O gigantismo das estruturas é um problema que conhecemos bem. No Brasil, o cidadão vê o governo como algo que existe para servir a si mesmo. Uma boa parte do Estado está ali para que os ministros tenham cargos e exposição política. Sem falar nas chances de corrupção, é uma enorme oportunidade para desperdício. É um quadro que acontece também nos estados e municípios, muitos dos quais seriam inviáveis se não pudessem contar com recursos da União.

 

Os funcionários públicos acabam sendo beneficiados, porque, sem eles, os governantes não conseguem tocar essa estrutura. Assim, há, em muitos lugares, servidores demais, salários generosos e trabalho de menos. Muita gente exagera ao dizer que, no Brasil, pagam impostos sem qualquer coisa em troca. Não é assim. Temos saúde e educação universais, aposentadoria e distribuição de renda.

 

A questão é que poderíamos ter mais serviços, ou então impostos mais baixos, com uma máquina mais eficiente. O peso da estrutura da UE é muito criticado por vários cidadãos europeus. Entre os britânicos, o peso dos impostos comunitários foi uma razão para sair. Aqui, não está em pauta separatismo. Mas também é bom os políticos se preocuparem com as consequências eleitorais do descontentamento.

 

Estorvo

 

A participação dos eleitores com menor renda e escolaridade é algo que teve um peso imenso na decisão dos britânicos.

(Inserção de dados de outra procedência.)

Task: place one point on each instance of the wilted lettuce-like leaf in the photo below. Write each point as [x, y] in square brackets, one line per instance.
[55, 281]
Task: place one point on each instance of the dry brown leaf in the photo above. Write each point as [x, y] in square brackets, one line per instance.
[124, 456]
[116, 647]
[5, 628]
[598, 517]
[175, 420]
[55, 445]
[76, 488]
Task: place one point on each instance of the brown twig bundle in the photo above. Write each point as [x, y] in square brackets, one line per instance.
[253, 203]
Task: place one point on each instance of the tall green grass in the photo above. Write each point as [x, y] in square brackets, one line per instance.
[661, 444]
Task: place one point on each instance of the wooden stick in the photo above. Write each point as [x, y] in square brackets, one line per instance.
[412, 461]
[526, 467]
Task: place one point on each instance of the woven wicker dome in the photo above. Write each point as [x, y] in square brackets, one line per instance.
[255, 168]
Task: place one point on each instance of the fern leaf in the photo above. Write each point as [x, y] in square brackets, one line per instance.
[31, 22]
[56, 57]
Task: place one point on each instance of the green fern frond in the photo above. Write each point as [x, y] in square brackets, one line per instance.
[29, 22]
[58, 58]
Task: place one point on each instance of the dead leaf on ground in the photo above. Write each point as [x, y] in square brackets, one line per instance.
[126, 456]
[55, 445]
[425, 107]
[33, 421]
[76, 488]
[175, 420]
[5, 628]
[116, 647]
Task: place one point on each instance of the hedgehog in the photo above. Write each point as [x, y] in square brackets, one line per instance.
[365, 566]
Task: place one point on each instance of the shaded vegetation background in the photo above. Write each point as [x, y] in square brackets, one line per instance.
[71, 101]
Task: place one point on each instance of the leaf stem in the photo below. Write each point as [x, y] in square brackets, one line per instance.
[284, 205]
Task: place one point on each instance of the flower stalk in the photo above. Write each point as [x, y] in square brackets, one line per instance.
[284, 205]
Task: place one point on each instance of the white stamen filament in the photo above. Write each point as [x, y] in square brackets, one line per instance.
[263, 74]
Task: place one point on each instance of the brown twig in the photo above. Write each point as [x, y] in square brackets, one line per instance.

E algo que estamos muito acostumados a ver aqui, igualmente pelo viés do peso negativo que essas pessoas tendem a ter nas decisões políticas. Aqui, essas pessoas são mais conservadoras e se opõem a mudanças que favoreçam a igualdade de gênero e de orientação sexual, assim como tendem a aceitar políticos corruptos que lhes tragam benefícios diretos.

 

Na Inglaterra, esse grupo é pouco globalizado. Não tem aspirações a viajar ou morar fora e vê estrangeiros como ameaça, afinal compete com imigrante nos empregos de baixa renda, e com os mais ricos em habitação e outros itens de consumo — que se tornaram caríssimos na Inglaterra, especialmente em Londres.

 

A tendência, lá e cá, ou em qualquer lugar, é olharmos para esse grupo com arrogância, como um estorvo. Não pode ser assim, até porque não dá certo, a menos que se opte pelo regime autoritário com um déspota esclarecido. Na democracia, é preciso conviver com todas as pessoas, inclusive com essas, levando-lhes muita informação e, sobretudo, ouvindo, para entender por que defendem suas posições. É o caminho para acabar com o preconceito.

 

O último item, de viés populista, é bem conhecido dos brasileiros, nem que seja pelos livros de história. Em 1961, o presidente Jânio Quadros renunciou ao mandato na expectativa de que o povo saísse às ruas para defender a sua volta. Esperava, com isso, ter poder de barganha muito maior na relação com o Congresso. Não deu certo.

 

O primeiro-ministro britânico James Cameron desenvolveu grande empatia na relação com o público. Não é, portanto, um político fraco. Quis se fortalecer ainda mais ao lançar a ideia do plebiscito três anos atrás. Se vencesse, ninguém mais poderia reclamar de pagar muito impostos para a UE e ter de se submeter às leis do bloco. Ele e seu partido teriam, assim, uma licença para atuar na política europeia e em muitas outras coisas. Seus projetos pessoais foram por água abaixo. Ele será reconhecido como um dos piores no cargo, ou até mesmo o pior. Se o Reino Unidos implodir, ele não poderá andar nem mesmo entre seus correligionários, os conservadores.